Edoardo is 3 1/2 years old. Before being diagnosed with Tango2 disease, he had three severe episodes of rhabdomyolysis (at 13, 27 and 28 months old) with cognitive and motor impairment.
Since he was 9 months old, he started showing some delays in acquiring cognitive and motor milestones. Nevertheless, he was sociable and interacted with those around him.
The first rhabdomyolysis attack occurred when he was 13 months old: very high CK levels, severe hypoanatremia and cardiac complications. We spent 3 months in the hospital undertaking all sorts of tests, without being able to find a diagnosis. We returned home hoping that this was just a one-time episode and that Edoardo would recover soon.
Back home, Edoardo slowly regained muscle tone: started crawling at 18 months, holding himself upright by clutching at a frontal support at 21 months and moving laterally at 24 months. He was producing a few sounds, without real lallation. He did not imitate adults and played in a repetitive way, without significant evolution in its complexity.
At the age of 27 months, Edoardo had a 2nd episode of rhabdomyolysis (one year after the first one). This attack resembled the first one and it was treated in the same way. After 4 weeks of hospitalization, CK levels were back to normal, but he developed a viral infection: CK raised again and the heart was severely affected and experienced a cardiogenic shock (with cardiac arrest). He was in intensive care for two weeks under heavy drug treatment. A nasogastric tube was placed for feeding. Several weeks after heart failure, he slowly started to move again and regained some strength. Recovering from the second attack was extremely difficult for Edoardo and took him nearly 6 months to get back to where he was before the attack.

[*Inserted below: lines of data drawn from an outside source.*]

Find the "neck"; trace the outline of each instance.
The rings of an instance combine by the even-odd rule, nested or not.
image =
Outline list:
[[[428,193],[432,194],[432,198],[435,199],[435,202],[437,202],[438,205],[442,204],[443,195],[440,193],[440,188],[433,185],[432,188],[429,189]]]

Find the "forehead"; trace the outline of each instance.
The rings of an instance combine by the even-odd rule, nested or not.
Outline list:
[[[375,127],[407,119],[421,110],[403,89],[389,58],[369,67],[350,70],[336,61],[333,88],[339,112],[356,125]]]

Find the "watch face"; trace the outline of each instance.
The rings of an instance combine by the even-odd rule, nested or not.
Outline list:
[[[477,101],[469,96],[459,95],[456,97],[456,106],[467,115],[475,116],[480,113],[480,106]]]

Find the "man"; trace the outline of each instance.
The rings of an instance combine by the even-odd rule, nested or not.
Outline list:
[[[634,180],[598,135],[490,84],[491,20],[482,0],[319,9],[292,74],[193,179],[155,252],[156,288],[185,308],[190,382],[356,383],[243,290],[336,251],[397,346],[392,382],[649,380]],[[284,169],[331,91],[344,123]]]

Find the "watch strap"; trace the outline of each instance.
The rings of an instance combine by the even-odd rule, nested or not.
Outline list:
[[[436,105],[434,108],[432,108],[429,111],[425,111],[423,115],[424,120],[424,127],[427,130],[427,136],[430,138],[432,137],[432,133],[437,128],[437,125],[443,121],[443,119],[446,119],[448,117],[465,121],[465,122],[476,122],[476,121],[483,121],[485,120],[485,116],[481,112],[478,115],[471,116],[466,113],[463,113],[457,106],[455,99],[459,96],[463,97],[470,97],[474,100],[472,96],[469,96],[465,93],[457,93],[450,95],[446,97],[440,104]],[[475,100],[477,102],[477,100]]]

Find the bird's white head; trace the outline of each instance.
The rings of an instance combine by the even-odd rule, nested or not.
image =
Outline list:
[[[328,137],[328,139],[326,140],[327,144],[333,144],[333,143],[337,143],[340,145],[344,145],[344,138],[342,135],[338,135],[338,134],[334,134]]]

Thanks to exome sequencing, we finally put a name to his disease. This was both a shock and a relief: at least we now knew what he had and we could do our best to prevent new crises.
Now, January 2018, Edoardo has progressed in both motor and cognitive aspects. He crawls, stands up and moves some steps with limited support. He does understand basic questions and replies non verbally to them. He is always happy and loves being with family and is curious about new people and things.
After all we've been through, we consider every day he is with us an invaluable gift. When he smiles he makes us forget all difficulties we faced and still have to face in the future.
We are glad we found other Tango 2 families with whom to share our experiences, joys and concerns. We are confident that together we will be able to find a cure for our children!